La pleine lune était accrochée dans la ramure humide et nue d’un frêne. L’astre déversait ses rayons sur la fille, dont les cheveux blonds étaient déployés en éventail autour du visage. Elle gisait sur le côté, jambes jointes, genoux fléchis. »

Les revenants de Laura KasischkeProfesseur de musique à l’université, Shelly est le seul témoin d’un accident de voiture impliquant deux jeunes gens, Craig et Nicole. A l’arrivée des secours, elle laisse derrière elle les deux accidentés, miraculeusement vivants.
Or le lendemain, en lisant l’article consacré à l’accident dans la presse locale, Shelly apprend avec stupeur que Nicole est morte dans une mare de sang, et que Craig s’est enfui.
Que s’est-il réellement passé ce soir-là ? Pourquoi personne ne veut prendre en compte le témoignage de Shelly ?
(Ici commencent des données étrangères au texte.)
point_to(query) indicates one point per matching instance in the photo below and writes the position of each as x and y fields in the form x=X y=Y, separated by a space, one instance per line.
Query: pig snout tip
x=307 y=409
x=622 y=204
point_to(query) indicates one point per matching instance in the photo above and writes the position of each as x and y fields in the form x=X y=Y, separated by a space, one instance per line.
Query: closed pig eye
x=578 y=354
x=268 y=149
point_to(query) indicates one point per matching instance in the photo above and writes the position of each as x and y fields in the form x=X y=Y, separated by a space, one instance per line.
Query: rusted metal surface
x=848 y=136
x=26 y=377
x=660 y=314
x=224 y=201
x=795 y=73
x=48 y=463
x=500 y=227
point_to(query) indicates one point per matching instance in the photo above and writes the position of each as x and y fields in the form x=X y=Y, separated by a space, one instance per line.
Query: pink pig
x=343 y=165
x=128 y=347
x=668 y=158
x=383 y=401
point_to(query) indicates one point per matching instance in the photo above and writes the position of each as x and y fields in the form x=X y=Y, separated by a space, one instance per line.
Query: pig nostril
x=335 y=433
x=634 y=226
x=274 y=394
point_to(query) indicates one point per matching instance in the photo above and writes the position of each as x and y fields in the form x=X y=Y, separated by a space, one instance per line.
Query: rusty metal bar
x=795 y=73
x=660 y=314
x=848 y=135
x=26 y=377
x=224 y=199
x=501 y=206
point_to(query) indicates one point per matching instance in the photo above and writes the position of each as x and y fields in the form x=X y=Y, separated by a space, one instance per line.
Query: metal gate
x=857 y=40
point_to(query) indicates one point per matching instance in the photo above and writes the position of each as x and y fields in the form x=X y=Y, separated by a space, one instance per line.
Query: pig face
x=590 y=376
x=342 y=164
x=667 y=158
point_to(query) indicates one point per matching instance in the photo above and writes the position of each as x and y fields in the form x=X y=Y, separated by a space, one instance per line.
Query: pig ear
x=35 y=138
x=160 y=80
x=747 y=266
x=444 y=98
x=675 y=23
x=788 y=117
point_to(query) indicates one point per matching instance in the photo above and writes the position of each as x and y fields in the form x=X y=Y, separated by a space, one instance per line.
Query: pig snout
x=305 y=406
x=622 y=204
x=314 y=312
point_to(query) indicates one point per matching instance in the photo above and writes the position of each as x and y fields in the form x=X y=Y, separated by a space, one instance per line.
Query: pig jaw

Ce roman a pour décor le campus d’une université du Midwest américain, microcosme puritain et élitiste, où professeurs, étudiants et quelques fantômes se côtoient, chacun transportant ses problèmes, ses névroses et ses croyances.

Car Laura Kasischke aime gratter le vernis de l’apparence : reflet de la société dans son ensemble, ce campus universitaire est le décor de bien des secrets inavouables, à commencer par ceux que cache la pure et sage Nicole… 

Un thriller teinté de fantastique… et une subtile analyse de la société américaine.